Update from Uthagon

Keepin’ up on what’s goin’ down…

More Conspiracies… Beware the Stairs! They’re out to get us ALL… June 27, 2007

Filed under: Life...? — megs @ 10:48 pm

I should really just start wearing a helmet. And kneepads. Because, honestly, I’m getting tired of bleeding. About two weeks ago, I was walking back into work after my lunch, and was checking out a hot cop, also entering the building (I like a man in uniform – so sue me). Anyway, the front steps of the building I work in are constructed so that they’re each only a couple of inches high, but about six feet deep. So, when “climbing” the stairs to get into the building, you’re actually doing more of a “stair, walk, walk, walk, stair, walk, walk, walk” kind of thing. Very awkward, to say the least. Very hazardous, in fact, when we consider the 30-year stair conspiracy (they’re all in league to kill or at the very least, maim me. No joke! Almost every really damaging or painful accident I’ve ever had has been on the stairs. Conspiracy, I say!).
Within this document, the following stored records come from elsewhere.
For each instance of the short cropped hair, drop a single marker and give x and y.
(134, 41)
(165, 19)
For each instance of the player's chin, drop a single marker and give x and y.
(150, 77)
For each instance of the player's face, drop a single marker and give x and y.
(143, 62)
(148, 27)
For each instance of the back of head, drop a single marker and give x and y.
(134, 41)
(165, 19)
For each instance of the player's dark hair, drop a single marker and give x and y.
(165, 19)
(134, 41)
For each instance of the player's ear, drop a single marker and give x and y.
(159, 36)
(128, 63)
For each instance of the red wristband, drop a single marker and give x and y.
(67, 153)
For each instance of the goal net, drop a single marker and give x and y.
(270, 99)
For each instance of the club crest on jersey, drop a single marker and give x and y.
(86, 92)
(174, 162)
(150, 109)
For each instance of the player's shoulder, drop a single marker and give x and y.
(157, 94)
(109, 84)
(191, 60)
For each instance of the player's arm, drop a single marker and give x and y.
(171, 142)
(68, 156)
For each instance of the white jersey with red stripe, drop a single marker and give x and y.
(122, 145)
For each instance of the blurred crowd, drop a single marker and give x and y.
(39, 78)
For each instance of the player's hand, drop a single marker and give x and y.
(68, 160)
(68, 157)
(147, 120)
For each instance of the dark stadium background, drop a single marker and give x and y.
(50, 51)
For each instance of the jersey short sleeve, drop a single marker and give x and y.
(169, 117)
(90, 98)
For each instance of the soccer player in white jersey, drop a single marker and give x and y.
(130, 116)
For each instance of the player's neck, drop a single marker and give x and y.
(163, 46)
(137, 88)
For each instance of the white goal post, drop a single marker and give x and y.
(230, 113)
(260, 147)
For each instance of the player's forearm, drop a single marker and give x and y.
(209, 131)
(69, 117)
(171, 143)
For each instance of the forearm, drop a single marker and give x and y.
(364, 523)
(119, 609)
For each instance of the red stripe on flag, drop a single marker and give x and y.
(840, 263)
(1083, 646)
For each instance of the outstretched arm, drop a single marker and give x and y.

The conspiracy was in full force that day, because not only did I manage to fall, spilling everything I had with me all over the stairs AND scrape my knee and wind up bleeding (but didn’t rip my pants! Bonus points to me for thwarting the stairs’ nefarious plans!), I managed to do all of this in front of the hot cop I’d just been ogling. Excellent. Smooth move, Ex-Lax, as the kids are saying. It turns out that, as I was “climbing” the stairs, I neglected to pull my rear foot up the required two inches to clear the stair, and ended up sprawled on my hands and knees in front of Police Headquarters. Oooh, dignified. Even more so, because my hair was out and had been thrown forward when I fell, thereby making a convincing imitation of Cousin It. Honestly, what’s NOT for the hot cop to be attracted to? A bleeding, swearing, hairy Cousin It-looking fat chick, on her hands and knees, with various dollar-store purchases in front of her, on the steps to HQ. It’s a mystery why I’m still single, isn’t it? GOD.

Anyway, realizing that I’d just made an ass out of myself, I jumped up and gave a general wave (á la gymnastics – wave to the judges!) and announced, “Nothing!” Somehow, I don’t think they bought it. One woman, at the top of the stairs shouted down to me to ask me if I was okay, and I responded to her with another wave and a, “Yup, fine, thanks!” Then the hot cop (who was about 3 feet away when this happened – he’s lucky I didn’t take him out at the same time!) stopped to as me if I was okay, as well. I’m pretty sure that the intense humiliation that I felt in those 10 seconds did untold damage to my soul, not to mention my psyche. Anyway, I told him that I was fine, just embarrassed, thanked him for his concern, and began carefully walking up the remaining steps. Of course, I told the women I work with, when I got back to my office, and I’m pretty sure one of them laughed so hard that she’s now developed some sort of palsy or tick that happens when I go near her. It got a LOT worse when she saw my knees this morning.

So, it’s NOT a Monday, but it seems that the Monday bad luck can bleed into the rest of the week and fuck it up GOOD. This morning, I woke up at 5.00am (isn’t that SICK?!), had my shower, got dressed, made breakfast, climbed into my car and fought traffic and sleepiness for an hour. As I was trudging from my car to the subway entrance (yes, I said “trudge”. I trudge. I am officially a commuting zombie and that’s how we walk. GOD, I need a place downtown – if only to SLEEP past 5am!), apparently the sidewalk took a great dislike to me, and decided to assault me. Honest! I didn’t trip, because there was nothing to trip on! I was watching where I was going, and there was just a whole lot of sidewalk – no debris, no dents, nothing. Yet somehow, the sidewalk is in league with the stairs, and it tripped me, then refused to catch me. Yup, I tripped, fell, and slid. On paved sidewalk. In a skirt. Ah, the smell of roadrash in the morning! Of course, people asked me if I was okay and all, and even a super-goodlooking guy stopped to ask me if I needed help. I told him, “No, thanks, I’m fine. Just embarrassed.” He was so nice – he slowed down to walk with me while I limped and told me not to be embarrassed. Awww. Too bad about that frickin’ ring on his left hand! Anyway, both my knees are skinned, as well as my palms and, inexplicably, the back of my wrist. Go figure.